Na crise climática que vivemos, faz sentido ampliar a exploração de petróleo e, ao mesmo tempo, desestimular consumidores que geram sua própria energia limpa por meio do sol?

Eclipse solar
Com um potencial solar imenso, o governo brasileiro tem se preocupado mais em expandir a energia suja do petróleo do que incentivar a micro geração de energia limpa – Foto: Giselle Hardy / Greenpeace

Em meio à inoperância ou incompetência do governo para lidar com os impactos do óleo no Nordeste, e a tentativa frustrada de realizar dois leilões do pré-sal, um aspecto têm sido pouco mencionado nas coberturas da mídia nesses dois eventos, mas fundamental para se evitar tanto novas tragédias que mancham o nosso litoral como a redução das emissões de gases de efeito estufa: a transição energética do país para fontes limpas e renováveis. Neste momento, a mudança de regras para microgeração pode frear o crescimento recente da energia solar.  

Desde 2012, é regulamentada a possibilidade de que os brasileiros gerem sua própria energia (ou parte dela) em suas casas, em indústrias ou estabelecimentos comerciais. A revisão seguinte da resolução da Aneel (Agência Nacional de Energia Elétrica) ampliou a modalidade para compartilhamento de telhados – neste caso, mesmo se os painéis solares estiverem instalados em um único local, a conta pode ser dividida entre dois ou mais consumidores – e a redução do preço dos sistemas fotovoltaicos fez com que a energia solar se tornasse a fonte que mais cresce no Brasil, gerando energia para mais de 140 mil residências.

 A Aneel propõe agora que quem gera energia solar passe a pagar uma taxa adicional sobre o valor da energia limpa que produz. A justificativa é que esses micro produtores, que hoje representam apenas 0,2%, usam a rede de distribuição existente. Mas a mesma Aneel desconsidera que essa produção de energia solar representa economia para os reservatórios das hidrelétricas ou menos combustível gasto nas termelétrica. Mais: a energia solar é a que gera mais empregos por MW instalado – 30 postos de trabalho contra menos de 6 no caso das termelétricas. No cenário revolução energética, estimamos que a evolução da energia solar gerará 52 mil empregos, quase o dobro de empregos que gerados por térmicas a óleo e gás (28 mil).

Estudantes instalam painéis solares na escola
Painéis solares já são solução em escolas de várias cidades no mundo, mas no Brasil não recebem incentivos.
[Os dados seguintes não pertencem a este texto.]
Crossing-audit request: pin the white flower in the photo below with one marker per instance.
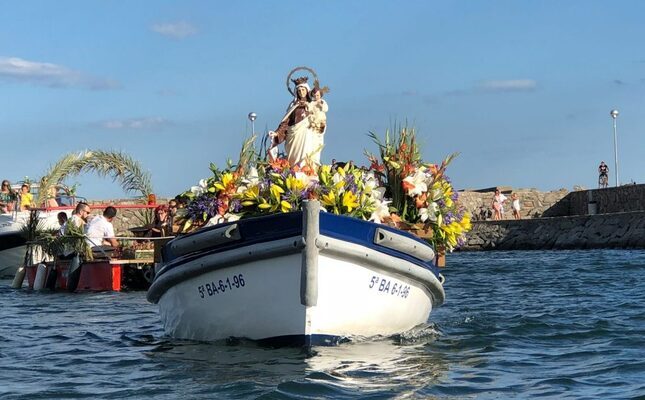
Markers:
(337, 178)
(201, 188)
(429, 213)
(231, 217)
(378, 193)
(418, 183)
(369, 181)
(252, 177)
(220, 219)
(381, 210)
(307, 180)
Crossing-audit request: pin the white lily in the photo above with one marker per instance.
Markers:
(418, 183)
(369, 181)
(381, 211)
(429, 213)
(201, 188)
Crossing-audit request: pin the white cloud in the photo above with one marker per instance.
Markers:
(135, 123)
(508, 85)
(177, 30)
(48, 74)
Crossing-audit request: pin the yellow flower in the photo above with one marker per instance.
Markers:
(285, 206)
(294, 184)
(251, 193)
(465, 223)
(329, 199)
(276, 191)
(350, 201)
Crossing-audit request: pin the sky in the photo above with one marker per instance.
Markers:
(522, 90)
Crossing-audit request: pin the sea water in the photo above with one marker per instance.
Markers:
(550, 324)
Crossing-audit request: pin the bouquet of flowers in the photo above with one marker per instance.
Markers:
(398, 189)
(422, 195)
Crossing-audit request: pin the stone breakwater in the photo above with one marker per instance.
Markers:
(618, 230)
(584, 219)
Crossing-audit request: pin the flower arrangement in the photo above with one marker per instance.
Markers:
(398, 189)
(422, 195)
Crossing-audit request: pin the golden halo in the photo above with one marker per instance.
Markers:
(310, 70)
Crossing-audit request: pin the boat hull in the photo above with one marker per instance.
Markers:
(12, 253)
(315, 287)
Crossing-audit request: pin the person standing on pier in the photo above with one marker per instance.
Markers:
(498, 205)
(100, 230)
(603, 175)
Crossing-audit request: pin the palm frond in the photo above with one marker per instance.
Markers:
(119, 166)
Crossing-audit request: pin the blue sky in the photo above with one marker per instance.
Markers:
(522, 89)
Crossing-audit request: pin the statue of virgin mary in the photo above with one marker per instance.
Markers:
(303, 141)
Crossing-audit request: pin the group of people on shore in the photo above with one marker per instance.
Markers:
(99, 230)
(12, 200)
(496, 210)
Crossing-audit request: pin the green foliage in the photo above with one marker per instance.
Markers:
(120, 166)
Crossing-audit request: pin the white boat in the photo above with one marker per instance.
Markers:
(12, 241)
(307, 277)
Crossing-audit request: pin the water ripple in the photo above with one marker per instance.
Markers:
(565, 324)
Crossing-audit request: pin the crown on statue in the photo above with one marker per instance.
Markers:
(301, 80)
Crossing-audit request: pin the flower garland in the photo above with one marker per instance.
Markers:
(397, 189)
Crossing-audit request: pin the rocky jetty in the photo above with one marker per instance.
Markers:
(585, 219)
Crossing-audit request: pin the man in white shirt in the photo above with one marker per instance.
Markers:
(99, 230)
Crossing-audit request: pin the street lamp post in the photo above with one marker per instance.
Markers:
(614, 115)
(252, 117)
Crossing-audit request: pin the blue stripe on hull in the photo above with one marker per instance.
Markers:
(303, 340)
(278, 226)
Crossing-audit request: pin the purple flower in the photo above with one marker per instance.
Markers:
(236, 205)
(203, 204)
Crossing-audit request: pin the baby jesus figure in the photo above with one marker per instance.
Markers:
(317, 109)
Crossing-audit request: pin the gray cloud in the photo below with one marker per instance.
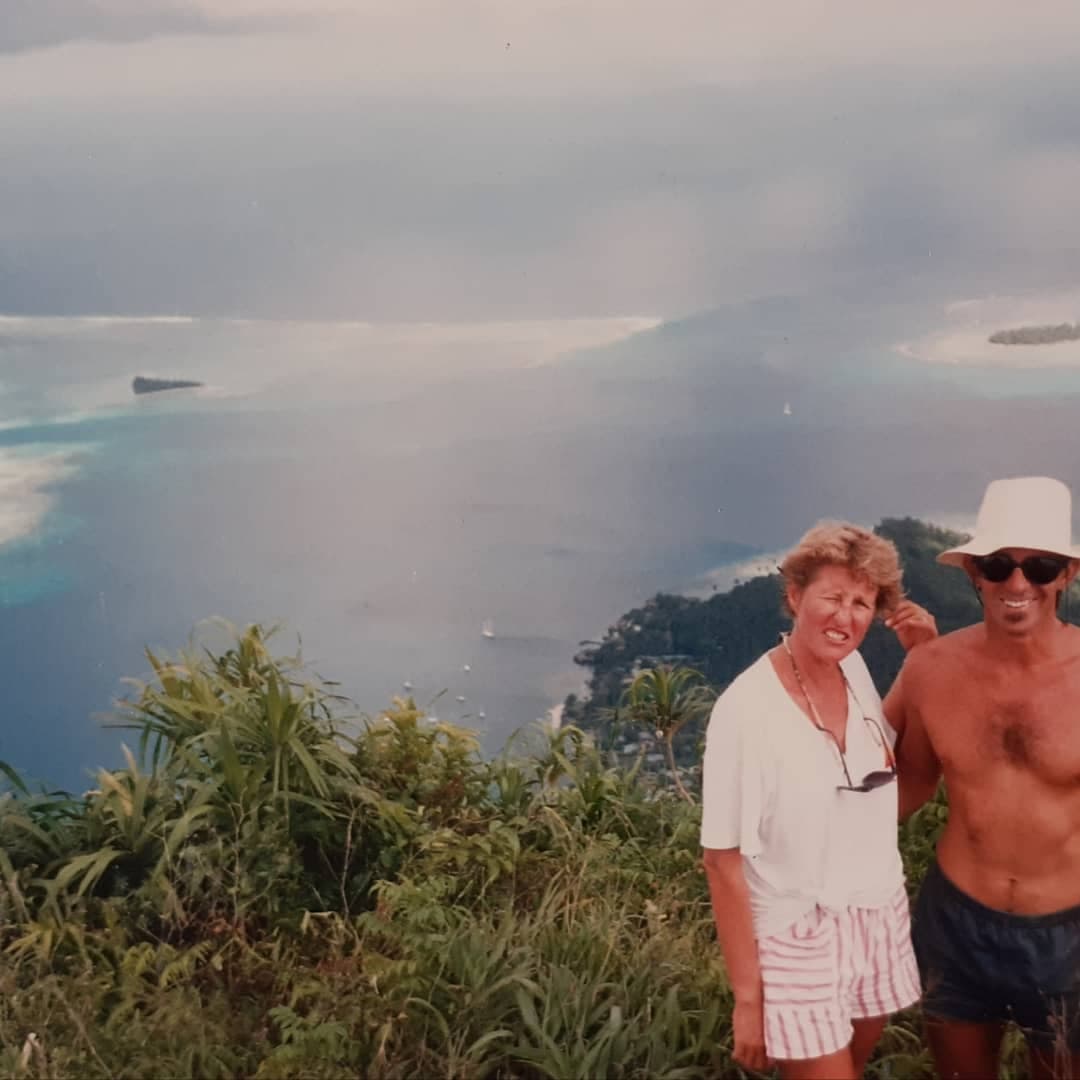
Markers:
(265, 189)
(38, 24)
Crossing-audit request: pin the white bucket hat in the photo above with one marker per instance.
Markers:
(1031, 512)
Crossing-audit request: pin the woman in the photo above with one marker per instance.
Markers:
(799, 821)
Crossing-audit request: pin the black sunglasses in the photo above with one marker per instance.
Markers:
(1038, 569)
(873, 780)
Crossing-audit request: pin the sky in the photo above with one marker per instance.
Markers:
(419, 160)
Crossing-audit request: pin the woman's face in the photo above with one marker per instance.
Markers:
(833, 612)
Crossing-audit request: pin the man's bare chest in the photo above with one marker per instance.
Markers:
(1004, 727)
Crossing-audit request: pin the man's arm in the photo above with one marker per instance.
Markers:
(917, 764)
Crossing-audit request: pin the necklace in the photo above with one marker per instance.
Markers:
(814, 715)
(872, 780)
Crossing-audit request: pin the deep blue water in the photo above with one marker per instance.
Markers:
(382, 494)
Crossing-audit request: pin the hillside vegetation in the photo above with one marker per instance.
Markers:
(274, 887)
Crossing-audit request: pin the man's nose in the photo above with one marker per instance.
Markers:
(1016, 579)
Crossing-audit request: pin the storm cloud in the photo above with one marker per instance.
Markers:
(419, 160)
(39, 24)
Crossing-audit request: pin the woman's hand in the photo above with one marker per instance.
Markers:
(912, 623)
(748, 1025)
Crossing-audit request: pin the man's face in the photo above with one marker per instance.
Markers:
(1020, 586)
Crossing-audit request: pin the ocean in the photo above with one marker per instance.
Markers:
(383, 491)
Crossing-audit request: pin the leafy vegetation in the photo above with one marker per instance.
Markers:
(723, 635)
(272, 887)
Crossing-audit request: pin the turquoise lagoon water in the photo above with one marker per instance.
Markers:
(382, 491)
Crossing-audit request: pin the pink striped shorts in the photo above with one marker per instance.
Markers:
(833, 967)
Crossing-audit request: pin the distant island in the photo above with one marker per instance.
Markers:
(142, 385)
(1038, 335)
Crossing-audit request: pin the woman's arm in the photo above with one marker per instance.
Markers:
(912, 623)
(734, 928)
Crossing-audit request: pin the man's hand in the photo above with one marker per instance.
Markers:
(748, 1025)
(912, 623)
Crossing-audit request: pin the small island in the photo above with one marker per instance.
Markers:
(143, 385)
(1038, 335)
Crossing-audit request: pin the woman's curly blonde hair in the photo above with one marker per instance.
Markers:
(860, 551)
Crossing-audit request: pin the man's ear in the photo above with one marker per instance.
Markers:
(969, 568)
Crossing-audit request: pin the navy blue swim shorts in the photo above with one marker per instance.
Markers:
(982, 966)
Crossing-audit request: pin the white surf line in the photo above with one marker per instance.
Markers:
(26, 481)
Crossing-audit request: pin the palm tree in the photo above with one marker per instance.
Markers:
(665, 699)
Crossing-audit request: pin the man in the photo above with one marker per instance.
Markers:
(995, 709)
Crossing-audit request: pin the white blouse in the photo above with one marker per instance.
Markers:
(770, 790)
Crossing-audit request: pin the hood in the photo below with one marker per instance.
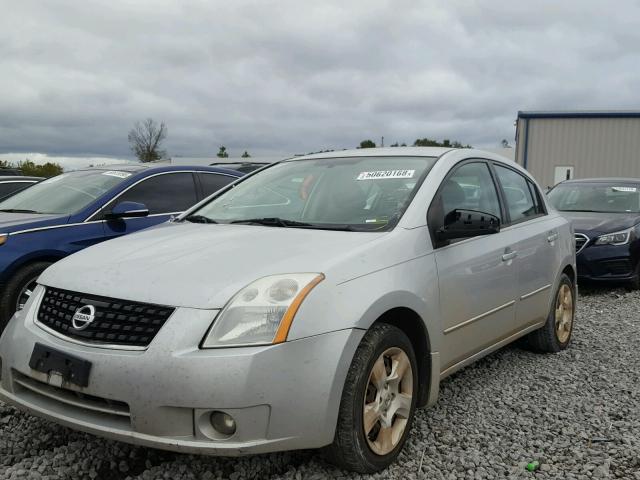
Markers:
(203, 266)
(593, 222)
(13, 222)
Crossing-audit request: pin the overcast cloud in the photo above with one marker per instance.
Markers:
(285, 77)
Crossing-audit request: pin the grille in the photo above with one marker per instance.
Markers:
(117, 322)
(581, 242)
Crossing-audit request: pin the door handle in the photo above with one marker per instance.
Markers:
(509, 256)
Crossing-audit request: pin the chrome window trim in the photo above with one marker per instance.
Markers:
(88, 219)
(586, 241)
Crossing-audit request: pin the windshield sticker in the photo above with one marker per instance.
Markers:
(383, 174)
(115, 173)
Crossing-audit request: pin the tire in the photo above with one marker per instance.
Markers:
(15, 286)
(555, 335)
(352, 449)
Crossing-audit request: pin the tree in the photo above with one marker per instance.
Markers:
(48, 169)
(222, 153)
(145, 139)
Foto: Markus Forte / Greenpeace

Desincentivo arriscado 

A cobrança da taxa pode reduzir em até 32% o valor que esses micro produtores recebem pela energia que geram e não consomem, ou seja, que acaba transferida para a rede. Por consequência, o tempo de retorno do investimento gasto nesses sistemas, que atualmente varia de 4 a 6 anos, passa a ser maior. Se esta mudança, que ainda está em consulta pública até o dia 30 for confirmada, trará um grande desincentivo à instalação dos sistemas fotovoltaicos e deve frear parte importante da expansão da energia solar no país. Por mais que seja previsto um período de transição de dez anos para quem já possui instalações, a medida frustraria consumidores que esperam gerar energia limpa nas condições previamente acordadas por pelo menos 25 anos, que é a durabilidade mínima desses sistemas. Ou seja, em vez de ter energia elétrica de graça, após o pagamento dos painés, esses produtores-consumidores continuariam tendo um custo permanente.

Em vez de beneficiar a rede elétrica, essa taxação pode incentivar que os novos micro produtores optar por usar os painéis solares desconectados da rede elétrica,  apoiados apenas com o uso de baterias. Ironicamente, a realidade nos últimas dias reforçou esta tese: a audiência promovida ontem pela própria Aneel para discutir o tema ficou sem luz por alguns minutos; um sinal do que pode acontecer de forma muito mais ampla se o governo brasileiro não incentivar as fontes limpas e continuar investindo no atraso ou no passado – a emergência climática não permite mais perda de tempo, a hora de fazer uma transição rápida e eficiente para o futuro é agora.